Menurutnya, Komisi II menilai pengelolaan aset daerah memiliki potensi besar untuk meningkatkan PAD apabila dikelola secara tertib, transparan, dan berbasis data yang akurat. Oleh karena itu, pihaknya meminta data yang rinci dan komprehensif terkait aset-aset yang disewakan.
“Dalam rapat tadi kami meminta data detail, mulai dari per bidang tanah, siapa penyewanya, berapa nilai sewanya, serta jangka waktu kontraknya. Namun, data tersebut belum bisa disajikan secara lengkap oleh DPPKAD,” jelasnya.
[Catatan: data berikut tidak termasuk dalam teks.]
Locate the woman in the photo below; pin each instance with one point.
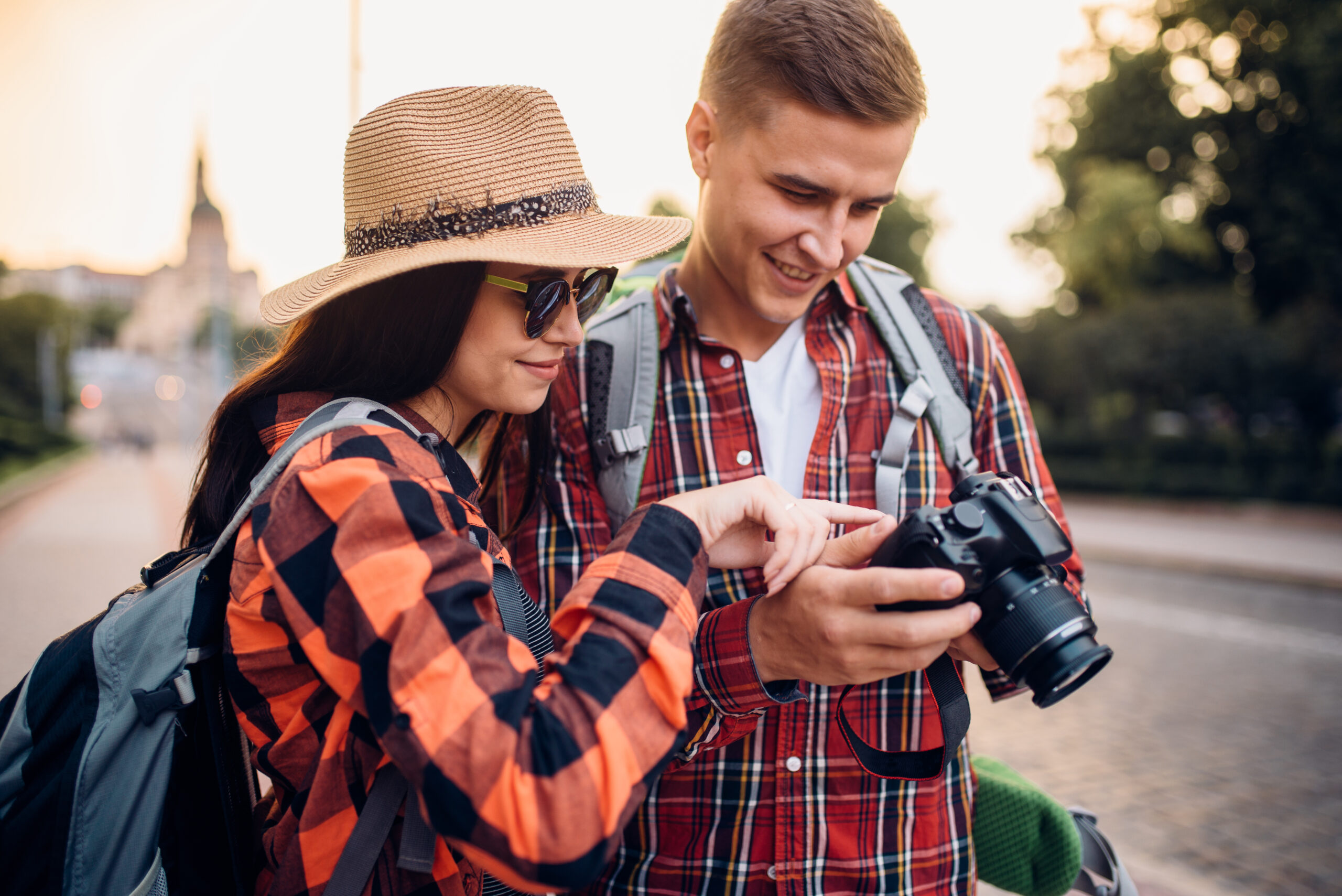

Karena belum tersedianya data secara menyeluruh, Komisi II DPRD Bondowoso memberikan waktu kepada DPPKAD untuk melengkapi dan menyampaikan data tersebut. Komisi II menargetkan data dimaksud sudah diterima dalam waktu satu minggu ke depan.
“Kami minta satu minggu ke depan data itu sudah disampaikan ke Komisi II, supaya bisa kami pelajari dan tindak lanjuti,” tambah H. Tohari.
Ke depan, Komisi II DPRD Bondowoso juga berencana melakukan pendalaman lanjutan terkait pengelolaan aset daerah yang berada di masing-masing organisasi perangkat daerah (OPD). Langkah ini dilakukan untuk memastikan seluruh aset daerah tercatat dengan baik, dimanfaatkan secara optimal, serta memberikan kontribusi maksimal bagi peningkatan pendapatan dan pembangunan daerah.
“Pengelolaan aset daerah ini penting. Jangan sampai aset yang seharusnya produktif justru tidak memberikan manfaat yang optimal bagi daerah,” pungkasnya.